An Illinois federal court has dismissed a whistleblower lawsuit alleging University of Chicago Medical Center, Medical Business Office and Trustmark Recovery Services violated the False Claims Act, according to Bloomberg Law

MBO and Trustmark provided medical billing and debt collection services for UCMC. The whistleblowers, Kenya Sibley, Jasmeka Collins and Jessica Lopez, alleged MBO and Trustmark engaged in a "ghost payroll" scheme that involved regularly falsifying UCMC invoices, listing employes who didn't work on the hospital's collections and time charges from people who were not employees. 

The whistleblowers, former employees of MBO and Trademark, alleged the companies and UCMC knew about the "ghost payroll" scheme, and that the allegedly falsified invoices caused the hospital to report overstated wages to the federal government, triggering a larger Medicare reimbursement than it was entitled to. 

The complaint further alleged that MBO and Trustmark engaged in a "bad debt" scheme. "MBO would regularly write-off Medicare bad debts for amounts a Medicare beneficiary owed without conducting a reasonable collection effort, when Medicare beneficiaries were still paying on the debts, or when Medicare beneficiaries did not actually owe a debt," the amended complaint states. 

After writing off the bad debt, MBO would allegedly send the bad debt to Trustmark or another collection agency for further collection efforts. 

On Sept. 14, Judge Harry Leinenweber of the U.S. District Court for the Northern District of Illinois dismissed the amended complaint, saying the whistleblowers failed to adequately allege the defendants engaged in a scheme to inflate bad debts and falsify invoices in University of Chicago's cost reports. 

The allegations of a "ghost payroll" scheme fail because the whistleblowers failed to allege that defendants certified compliance with any regulation, which is required when filing a false claims case, the judge said in the decision.

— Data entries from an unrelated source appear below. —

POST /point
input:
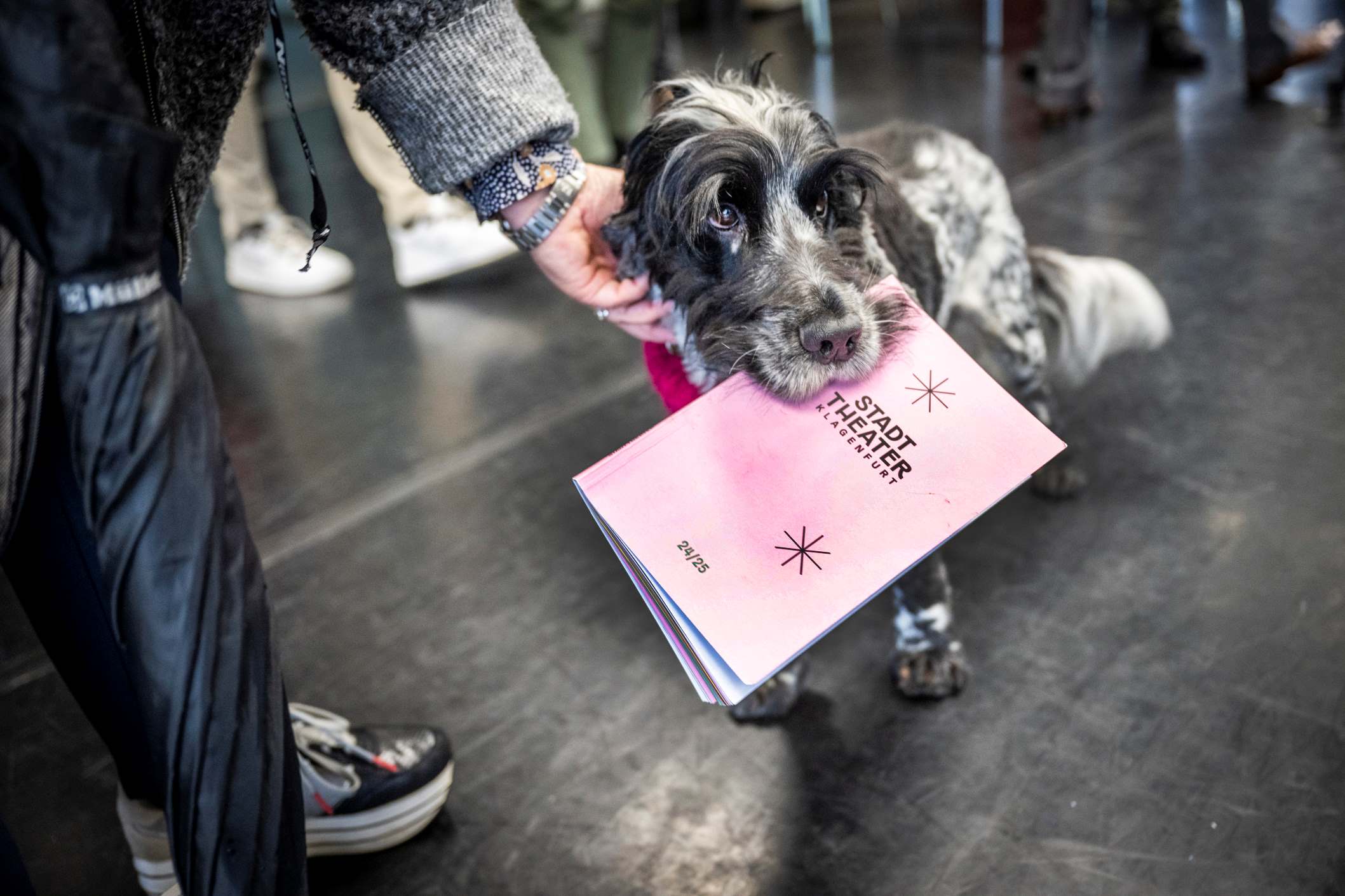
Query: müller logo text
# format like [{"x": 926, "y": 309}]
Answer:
[{"x": 872, "y": 433}]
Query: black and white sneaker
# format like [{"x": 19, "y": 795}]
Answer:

The amended complaint also fails to establish sufficiently UCMC's knowledge of the alleged scheme. 

The judge also ruled that the amended complaint failed to adequately allege a "bad debt" scheme. Allegations related to MBO's and Trustmark's bad debt reports to clients cannot satisfy the requirements to show that companies or their clients submitted improper claims for bad debt reimbursements to the government, reads the decision.